Later, as I gained more exposure to the sign language commmunity, it became evident to me that they are not any different than you or I, if anything they are forced to be more creative with how they express themselves and communicate because so few people "speak" their language!

I am a very talkative and expressive person, and I can't imagine what my frustration would be like if i were unable to communicate my thoughts freely and have everyone understand them. So I'd like to be able to learn sign language in order to not only communicate with people who rely on sign language, but also to teach others to as well.

A lot of people seem to be put off by differences, someone doesn't act, look or speak the way you do and so they are cast aside as "misfits" or "different" or "weird". If just a couple people took the time to get to know them, they'd realize, as I have, that people who sign aren't all that different after all and they're a lot like you or me.

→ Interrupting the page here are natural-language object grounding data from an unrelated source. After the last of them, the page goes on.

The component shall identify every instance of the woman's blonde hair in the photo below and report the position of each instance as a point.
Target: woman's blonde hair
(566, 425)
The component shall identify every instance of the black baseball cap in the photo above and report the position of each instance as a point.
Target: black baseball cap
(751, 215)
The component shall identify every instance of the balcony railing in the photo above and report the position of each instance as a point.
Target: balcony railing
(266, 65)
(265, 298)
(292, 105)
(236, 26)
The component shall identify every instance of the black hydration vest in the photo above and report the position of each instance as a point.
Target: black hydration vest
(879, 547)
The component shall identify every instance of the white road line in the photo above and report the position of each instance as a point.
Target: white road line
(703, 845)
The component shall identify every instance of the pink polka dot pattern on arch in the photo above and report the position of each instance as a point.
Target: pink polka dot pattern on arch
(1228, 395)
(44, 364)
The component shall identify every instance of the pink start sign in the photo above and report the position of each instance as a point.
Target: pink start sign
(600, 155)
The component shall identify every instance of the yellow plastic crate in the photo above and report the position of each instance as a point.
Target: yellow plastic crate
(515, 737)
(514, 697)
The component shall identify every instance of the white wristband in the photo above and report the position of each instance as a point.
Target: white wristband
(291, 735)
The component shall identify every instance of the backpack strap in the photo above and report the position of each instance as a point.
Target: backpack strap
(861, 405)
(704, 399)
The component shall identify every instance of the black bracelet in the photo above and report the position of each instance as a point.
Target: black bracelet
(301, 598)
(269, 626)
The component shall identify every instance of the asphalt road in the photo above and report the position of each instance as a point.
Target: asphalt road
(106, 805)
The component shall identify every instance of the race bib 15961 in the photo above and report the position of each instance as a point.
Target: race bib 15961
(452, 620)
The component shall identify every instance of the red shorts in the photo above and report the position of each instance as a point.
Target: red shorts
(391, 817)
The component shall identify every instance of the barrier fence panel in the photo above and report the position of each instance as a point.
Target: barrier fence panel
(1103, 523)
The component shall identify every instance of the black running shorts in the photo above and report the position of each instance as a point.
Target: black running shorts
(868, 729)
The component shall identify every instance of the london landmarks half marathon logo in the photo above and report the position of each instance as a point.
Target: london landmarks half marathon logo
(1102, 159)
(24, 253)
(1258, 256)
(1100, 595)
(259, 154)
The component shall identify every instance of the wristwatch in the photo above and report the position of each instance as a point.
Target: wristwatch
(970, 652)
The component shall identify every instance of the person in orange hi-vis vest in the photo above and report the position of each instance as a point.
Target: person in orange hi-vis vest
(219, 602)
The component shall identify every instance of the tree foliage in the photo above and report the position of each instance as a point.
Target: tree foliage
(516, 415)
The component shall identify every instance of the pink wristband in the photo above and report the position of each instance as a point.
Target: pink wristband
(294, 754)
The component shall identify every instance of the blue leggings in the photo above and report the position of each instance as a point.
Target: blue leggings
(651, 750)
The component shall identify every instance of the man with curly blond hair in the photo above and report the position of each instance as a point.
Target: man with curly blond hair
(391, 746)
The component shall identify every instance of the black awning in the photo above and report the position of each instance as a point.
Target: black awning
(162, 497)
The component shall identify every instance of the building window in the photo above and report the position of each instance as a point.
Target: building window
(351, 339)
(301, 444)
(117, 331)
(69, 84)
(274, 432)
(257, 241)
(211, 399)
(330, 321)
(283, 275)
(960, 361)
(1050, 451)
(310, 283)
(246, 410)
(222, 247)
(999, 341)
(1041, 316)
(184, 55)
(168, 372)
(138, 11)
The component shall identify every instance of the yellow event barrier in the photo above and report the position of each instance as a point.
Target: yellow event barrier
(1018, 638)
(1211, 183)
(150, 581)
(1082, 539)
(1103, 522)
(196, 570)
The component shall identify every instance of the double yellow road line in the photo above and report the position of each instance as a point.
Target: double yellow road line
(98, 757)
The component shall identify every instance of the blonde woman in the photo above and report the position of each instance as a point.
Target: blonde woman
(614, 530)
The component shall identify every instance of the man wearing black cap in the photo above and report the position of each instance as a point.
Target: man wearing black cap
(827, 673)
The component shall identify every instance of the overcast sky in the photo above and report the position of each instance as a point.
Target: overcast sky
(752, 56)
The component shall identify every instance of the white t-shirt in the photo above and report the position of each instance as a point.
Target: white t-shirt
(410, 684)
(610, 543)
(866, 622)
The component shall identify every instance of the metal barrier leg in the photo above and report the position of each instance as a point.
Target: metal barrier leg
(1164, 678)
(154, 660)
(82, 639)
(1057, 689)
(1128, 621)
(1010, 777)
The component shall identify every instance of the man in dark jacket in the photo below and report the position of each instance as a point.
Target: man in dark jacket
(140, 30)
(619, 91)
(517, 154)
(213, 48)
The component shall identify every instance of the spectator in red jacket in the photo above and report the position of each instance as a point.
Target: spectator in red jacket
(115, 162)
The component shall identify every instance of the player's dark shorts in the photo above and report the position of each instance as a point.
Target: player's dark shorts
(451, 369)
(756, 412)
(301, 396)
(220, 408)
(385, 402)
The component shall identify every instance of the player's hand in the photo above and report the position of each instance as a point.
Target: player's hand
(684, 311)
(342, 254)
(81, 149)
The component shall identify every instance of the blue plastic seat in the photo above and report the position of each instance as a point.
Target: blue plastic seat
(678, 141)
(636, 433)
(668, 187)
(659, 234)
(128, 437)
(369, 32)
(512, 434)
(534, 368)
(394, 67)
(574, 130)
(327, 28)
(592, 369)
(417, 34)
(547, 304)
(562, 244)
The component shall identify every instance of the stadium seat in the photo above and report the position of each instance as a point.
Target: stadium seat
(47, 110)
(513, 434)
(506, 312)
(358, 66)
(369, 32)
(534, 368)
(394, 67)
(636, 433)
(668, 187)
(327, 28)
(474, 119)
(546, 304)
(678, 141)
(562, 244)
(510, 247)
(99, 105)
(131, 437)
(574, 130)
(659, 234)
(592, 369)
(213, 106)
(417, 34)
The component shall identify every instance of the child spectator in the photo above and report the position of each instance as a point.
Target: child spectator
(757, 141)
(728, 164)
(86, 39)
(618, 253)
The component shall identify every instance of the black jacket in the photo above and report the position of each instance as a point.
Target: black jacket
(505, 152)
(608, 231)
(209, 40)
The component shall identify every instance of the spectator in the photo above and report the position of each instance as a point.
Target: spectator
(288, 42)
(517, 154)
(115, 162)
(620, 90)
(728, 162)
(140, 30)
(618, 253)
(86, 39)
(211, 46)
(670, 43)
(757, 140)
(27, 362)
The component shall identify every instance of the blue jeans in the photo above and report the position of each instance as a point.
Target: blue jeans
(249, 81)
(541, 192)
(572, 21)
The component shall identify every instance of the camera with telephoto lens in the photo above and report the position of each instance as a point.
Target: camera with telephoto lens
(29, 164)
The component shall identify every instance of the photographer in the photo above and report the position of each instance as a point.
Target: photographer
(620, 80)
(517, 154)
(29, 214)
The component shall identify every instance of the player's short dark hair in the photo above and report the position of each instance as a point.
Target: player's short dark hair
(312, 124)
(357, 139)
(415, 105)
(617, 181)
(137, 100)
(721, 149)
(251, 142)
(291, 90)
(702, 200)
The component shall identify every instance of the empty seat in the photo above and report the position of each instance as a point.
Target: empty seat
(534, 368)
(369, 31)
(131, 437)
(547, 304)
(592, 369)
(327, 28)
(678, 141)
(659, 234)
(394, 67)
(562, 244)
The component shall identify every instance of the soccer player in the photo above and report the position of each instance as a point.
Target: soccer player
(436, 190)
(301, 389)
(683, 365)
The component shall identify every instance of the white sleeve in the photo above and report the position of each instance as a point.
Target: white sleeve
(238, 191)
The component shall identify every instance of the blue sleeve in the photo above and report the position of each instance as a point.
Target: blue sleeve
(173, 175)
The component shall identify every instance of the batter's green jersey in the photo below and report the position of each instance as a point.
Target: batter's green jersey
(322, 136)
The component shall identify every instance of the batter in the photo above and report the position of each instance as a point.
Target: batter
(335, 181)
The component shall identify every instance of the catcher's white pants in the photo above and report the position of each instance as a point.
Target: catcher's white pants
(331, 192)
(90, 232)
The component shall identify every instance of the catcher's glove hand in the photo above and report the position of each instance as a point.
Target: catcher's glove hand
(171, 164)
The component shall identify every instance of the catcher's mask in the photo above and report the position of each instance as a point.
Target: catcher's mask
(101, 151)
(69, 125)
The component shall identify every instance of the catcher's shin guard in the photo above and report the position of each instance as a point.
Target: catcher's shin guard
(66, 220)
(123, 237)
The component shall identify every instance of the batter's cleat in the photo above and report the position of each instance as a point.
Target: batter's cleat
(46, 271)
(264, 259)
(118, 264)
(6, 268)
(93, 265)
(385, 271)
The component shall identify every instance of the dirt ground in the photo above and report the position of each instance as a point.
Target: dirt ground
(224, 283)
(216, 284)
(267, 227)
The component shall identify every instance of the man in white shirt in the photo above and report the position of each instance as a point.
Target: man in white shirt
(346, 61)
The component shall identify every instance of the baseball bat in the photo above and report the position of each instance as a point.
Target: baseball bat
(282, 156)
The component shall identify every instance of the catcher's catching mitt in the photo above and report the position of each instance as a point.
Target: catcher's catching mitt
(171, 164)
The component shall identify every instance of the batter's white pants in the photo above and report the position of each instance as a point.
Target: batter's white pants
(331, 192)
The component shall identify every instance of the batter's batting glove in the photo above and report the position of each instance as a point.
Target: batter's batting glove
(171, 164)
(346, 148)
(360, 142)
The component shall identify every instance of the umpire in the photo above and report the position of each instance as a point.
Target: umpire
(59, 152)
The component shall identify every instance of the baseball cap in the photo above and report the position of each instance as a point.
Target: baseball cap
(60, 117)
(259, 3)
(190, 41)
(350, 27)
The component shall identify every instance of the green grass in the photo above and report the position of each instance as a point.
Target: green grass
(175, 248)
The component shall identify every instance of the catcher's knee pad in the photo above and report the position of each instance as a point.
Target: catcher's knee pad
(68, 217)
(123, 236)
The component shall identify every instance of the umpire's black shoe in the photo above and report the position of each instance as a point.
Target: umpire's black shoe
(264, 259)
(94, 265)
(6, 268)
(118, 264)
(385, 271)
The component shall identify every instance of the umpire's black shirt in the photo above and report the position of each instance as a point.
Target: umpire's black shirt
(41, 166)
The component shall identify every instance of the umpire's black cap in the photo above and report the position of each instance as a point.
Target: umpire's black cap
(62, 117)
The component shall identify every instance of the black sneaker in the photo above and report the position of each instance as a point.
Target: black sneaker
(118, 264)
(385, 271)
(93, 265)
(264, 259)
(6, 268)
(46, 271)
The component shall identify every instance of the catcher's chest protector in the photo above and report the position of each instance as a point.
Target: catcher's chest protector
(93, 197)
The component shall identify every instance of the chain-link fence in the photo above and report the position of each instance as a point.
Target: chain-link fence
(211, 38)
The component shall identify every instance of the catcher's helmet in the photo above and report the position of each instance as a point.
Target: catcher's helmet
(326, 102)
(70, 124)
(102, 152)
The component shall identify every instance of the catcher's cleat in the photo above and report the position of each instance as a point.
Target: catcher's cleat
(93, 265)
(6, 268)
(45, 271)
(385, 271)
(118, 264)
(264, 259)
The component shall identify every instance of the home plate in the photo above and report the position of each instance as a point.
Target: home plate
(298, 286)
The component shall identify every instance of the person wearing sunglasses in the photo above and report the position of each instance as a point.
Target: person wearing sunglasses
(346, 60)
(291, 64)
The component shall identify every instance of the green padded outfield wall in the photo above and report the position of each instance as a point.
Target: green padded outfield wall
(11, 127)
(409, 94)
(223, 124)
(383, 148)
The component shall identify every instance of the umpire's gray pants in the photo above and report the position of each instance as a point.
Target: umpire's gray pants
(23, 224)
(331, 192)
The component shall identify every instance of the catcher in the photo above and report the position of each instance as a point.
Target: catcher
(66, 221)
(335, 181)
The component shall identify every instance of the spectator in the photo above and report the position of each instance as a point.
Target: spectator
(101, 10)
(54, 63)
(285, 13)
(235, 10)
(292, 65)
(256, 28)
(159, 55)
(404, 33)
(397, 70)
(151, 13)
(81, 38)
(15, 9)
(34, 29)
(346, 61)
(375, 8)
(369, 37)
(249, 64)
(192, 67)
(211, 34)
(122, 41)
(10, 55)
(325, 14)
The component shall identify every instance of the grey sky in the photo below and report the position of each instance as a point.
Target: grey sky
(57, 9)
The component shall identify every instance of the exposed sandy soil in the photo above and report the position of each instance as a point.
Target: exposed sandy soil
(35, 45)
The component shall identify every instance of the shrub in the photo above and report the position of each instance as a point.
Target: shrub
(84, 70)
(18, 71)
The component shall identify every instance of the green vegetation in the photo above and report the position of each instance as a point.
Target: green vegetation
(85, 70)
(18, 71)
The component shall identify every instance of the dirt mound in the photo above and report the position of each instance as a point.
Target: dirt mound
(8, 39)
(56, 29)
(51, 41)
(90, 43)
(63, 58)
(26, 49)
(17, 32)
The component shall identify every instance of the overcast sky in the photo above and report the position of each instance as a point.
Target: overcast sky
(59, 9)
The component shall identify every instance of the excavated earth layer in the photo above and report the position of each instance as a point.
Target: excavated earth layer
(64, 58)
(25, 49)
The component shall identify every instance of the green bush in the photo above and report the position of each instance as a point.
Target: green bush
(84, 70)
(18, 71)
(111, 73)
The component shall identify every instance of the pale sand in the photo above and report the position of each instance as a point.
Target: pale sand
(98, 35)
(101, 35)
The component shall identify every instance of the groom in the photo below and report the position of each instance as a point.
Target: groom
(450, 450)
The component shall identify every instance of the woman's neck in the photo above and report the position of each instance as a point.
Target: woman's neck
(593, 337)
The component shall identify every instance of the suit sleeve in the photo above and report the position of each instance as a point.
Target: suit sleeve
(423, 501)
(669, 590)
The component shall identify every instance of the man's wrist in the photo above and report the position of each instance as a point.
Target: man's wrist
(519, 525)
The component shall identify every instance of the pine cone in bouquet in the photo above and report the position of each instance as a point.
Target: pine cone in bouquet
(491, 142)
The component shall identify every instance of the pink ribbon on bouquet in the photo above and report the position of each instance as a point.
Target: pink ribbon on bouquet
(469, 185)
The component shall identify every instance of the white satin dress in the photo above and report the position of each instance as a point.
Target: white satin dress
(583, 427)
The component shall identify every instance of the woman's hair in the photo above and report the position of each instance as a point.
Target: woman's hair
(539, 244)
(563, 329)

As a side note, my cousin who began communicating through sign language now is at the top of her class, president of student council and an excellent public speaker. Just goes to show how you can't judge a book by their cover, or a person by their language.



  1. I can totally relate to this. I used to work in Timmies, and there was this one customer who came in every day. He was deaf so you had to have his order memorized in a day or two or else you wouldn't be able to make his tea appropriately. I had this one supervisor who knew sign language and was able to communicate with him easily which was really helpful. However, they fired him and then it took so long to figure out what kind of bagel/donuts he wanted to eat. It got really frustrating and if I had known sign language it could have helped so much!

  2. That's really cool! It could definitely be beneficial to know sign language. Do you know if sign language has been adapted to languages other than english?